3.           The questions should be drafted in such a way that the answers to them are of objective type and brief in nature, for example, the answers printed should be ‘yes’ or ‘no’ or multiple-choice answers of the type ‘single, married, widowed, divorced’.
4.           It is possible that some questions cannot be answered accurately by the respondents.  So the degree of accuracy for a statistical unit should be mentioned with the question itself.  For example, for age – the answer is expected in completed years or the monthly income is to be expressed in hundreds of rupees etc.
5.           The questions which are unduly inquisitive or which are likely to offend the respondents should not be included in a questionnaire.  Questions regarding personal habits behaviour with the family members, income should be tactfully asked.  Leading questions providing a hint to the possible answer should be avoided.
6.           The questions should be so worded that personal bias of an investigator is not reflected.
7.           The arrangement of the questions should be carefully planned.  Proper space for answers must be kept and there should be logical flow from one question to the other.
8.           The questionnaire should be neatly printed on a high quality paper creating good impression on the respondents.
9.           If possible, the questionnaire should be tried on a small sample before applying it to a large group so that some revision or amendment of the questionnaire can be made, if necessary.
EDITING OF THE PRIMARY DATA
The collected data should be edited and then only it can be processed further.  While editing the data, the following points must be remembered.
  1. The data should be consistent.  That is, the answers obtained should not contradict one another.

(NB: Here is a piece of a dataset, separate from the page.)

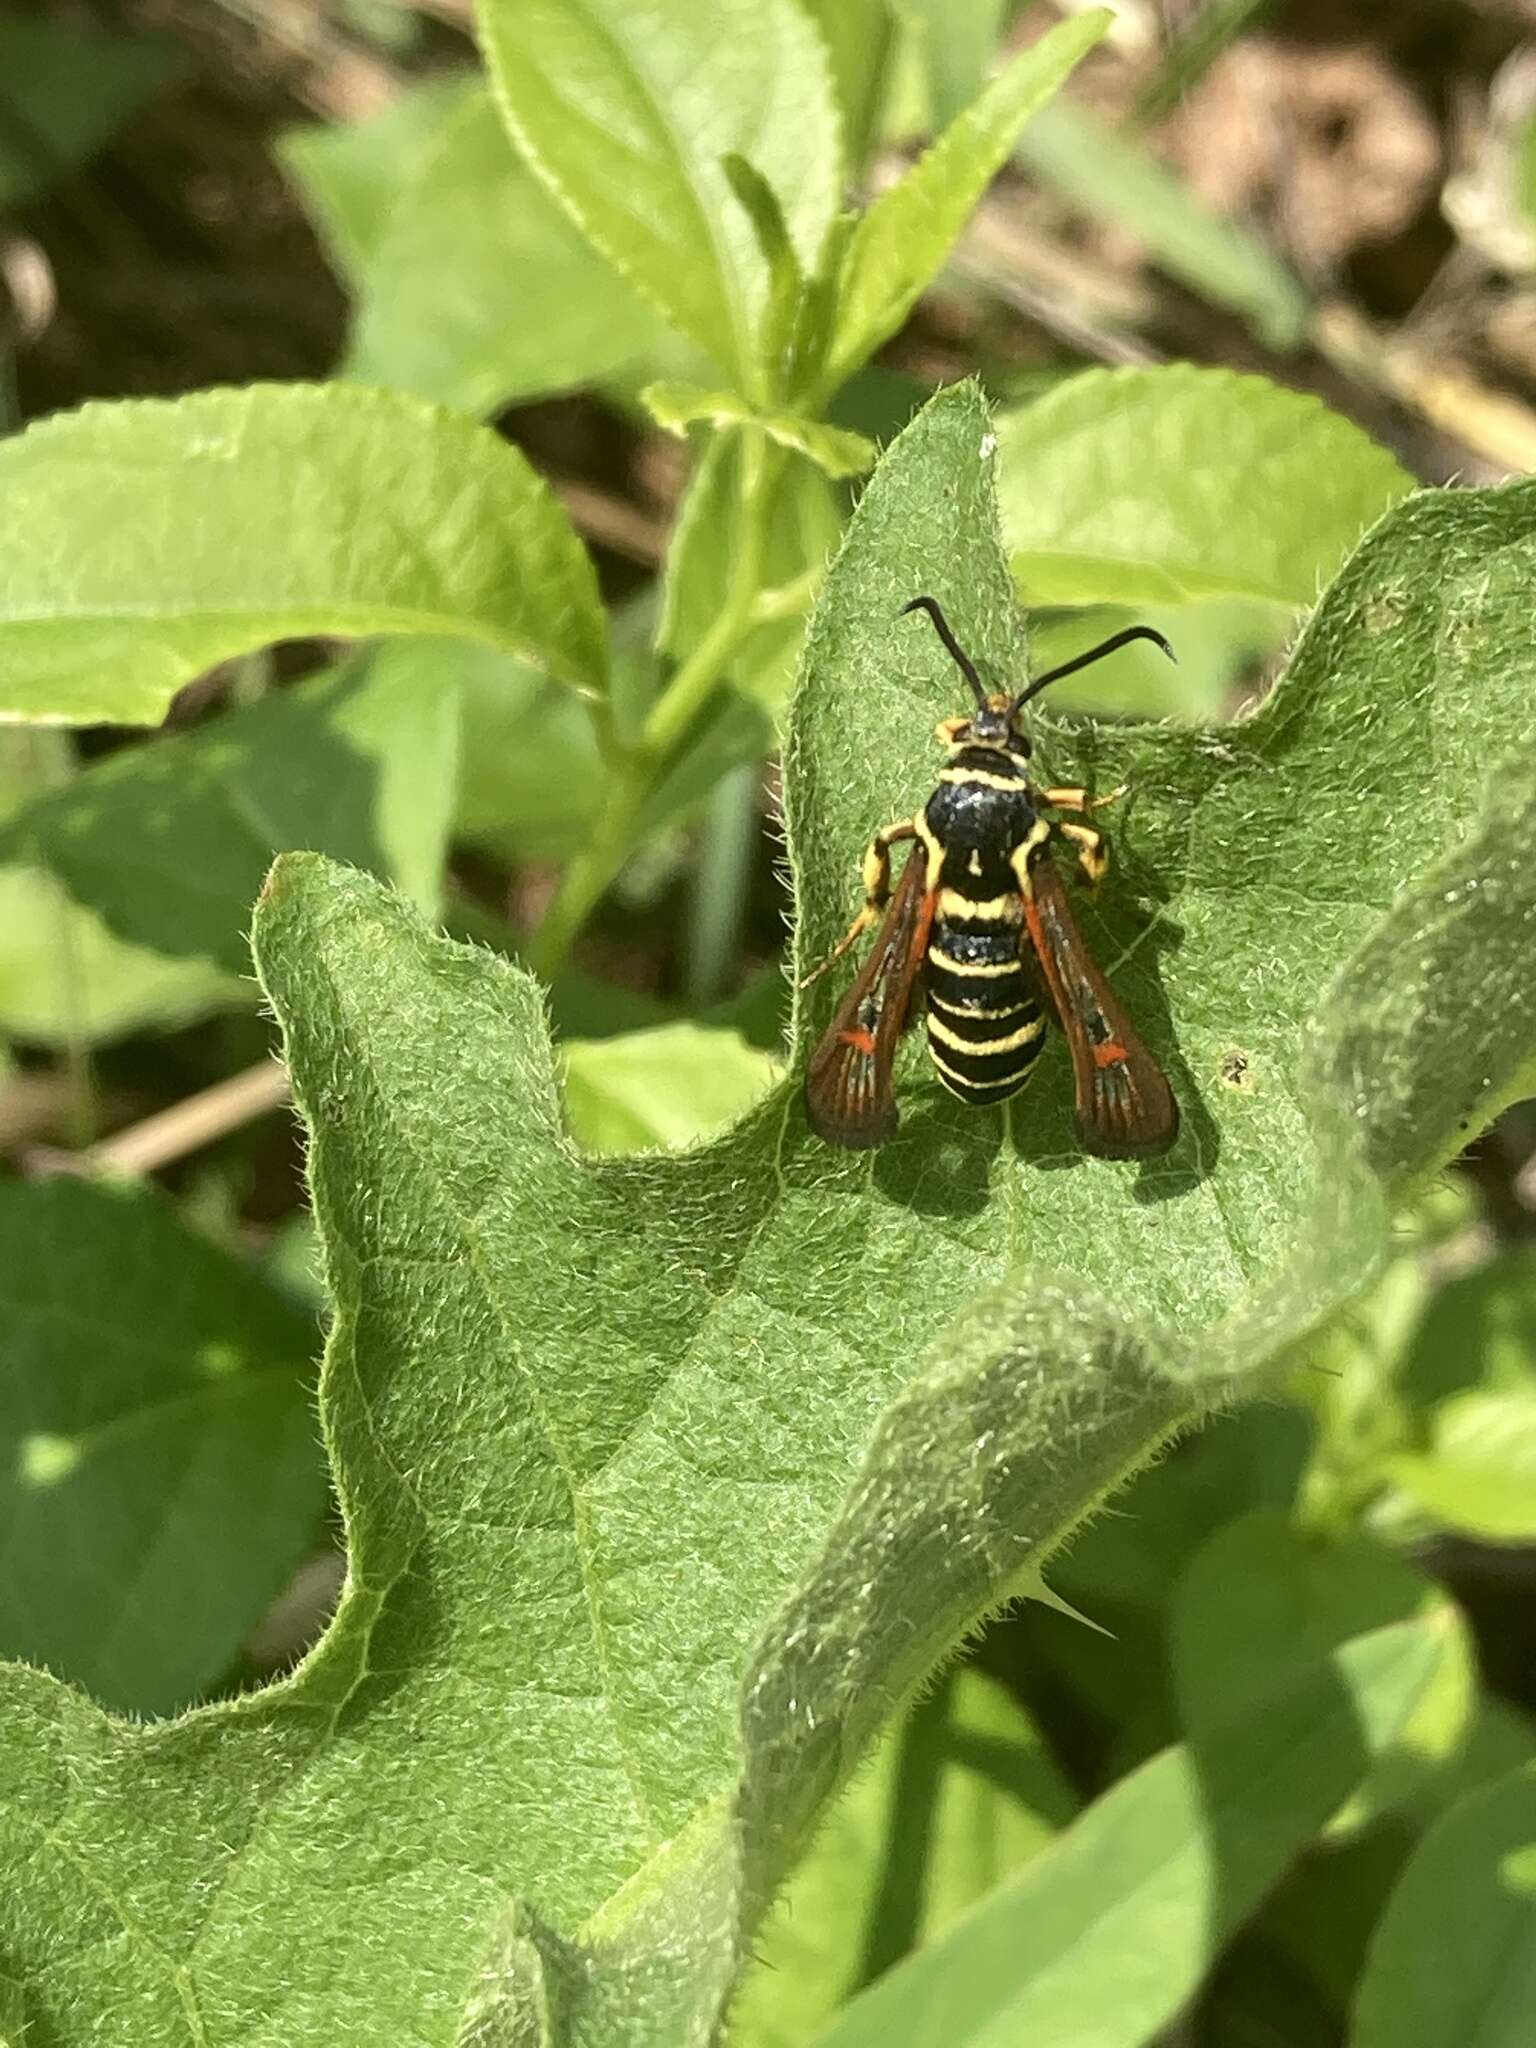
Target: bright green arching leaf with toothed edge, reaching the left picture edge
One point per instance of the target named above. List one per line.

  2. The answers should be complete and uniform in all respects.  If some, important questions are left unanswered then the respondent should be contacted again to complete the questionnaire.
  3. The answers should be checked for accuracy.  Inaccuracy due to mathematical errors is to be corrected.
  4. The data must be checked for homogeneity of answers.  For example, if one respondent has mentioned the gross pay and if the other has mentioned net pay after tax deduction, then these cannot be compared.
SECONDARY DATA
The data compiled through various published or unpublished sources is known as Secondary Data.  The following are the main sources of the secondary data.
a)      Various Central or State Government publications supply reliable data, on many social and economic activities.  For example, Census reports, Pay Commission reports, monthly or annual publications like Bulletin on Index of Industrial Production, Retail Price Bulletin, Estimates or national product etc.
b)     Various international institutions publish the reports on matters of international importance.  Organizations like W.H.O., I.M.F., U.N.O., I.B.R.D., regularly publish official reports.
c)      Semi-official publications of corporations like municipal corporations, Life Insurance Corporation of India, etc.
d)     Publications of private bodies like Chambers of Commerce, Institute of Chartered Accountants, Institute of Bankers provide secondary data, on various issues.
e)      Periodicals like Economic Weekly, Commerce, Economic Times supply reliable information.
f)      Various universities, research organizations collect data in different fields which can be used as Secondary data.
g)     Some reference books also supply information over a long period.
h)     There are also sources like records of government departments, trade union offices, railways, state transport offices which can be used as secondary data. 
The secondary data should be carefully checked before using it in any investigation.  The data should be suitable and adequate for the investigation.  The information should be checked for the reliability and accuracy of data.  The integrity of the investigators or enumerators should be ascertained.  The secondary data should never be accepted at its face value without checking.
We have seen different methods of data collection.  If the data is collected for all units of the population, it is called Census and if it is collected only for a sample then it is called a Sample Survey.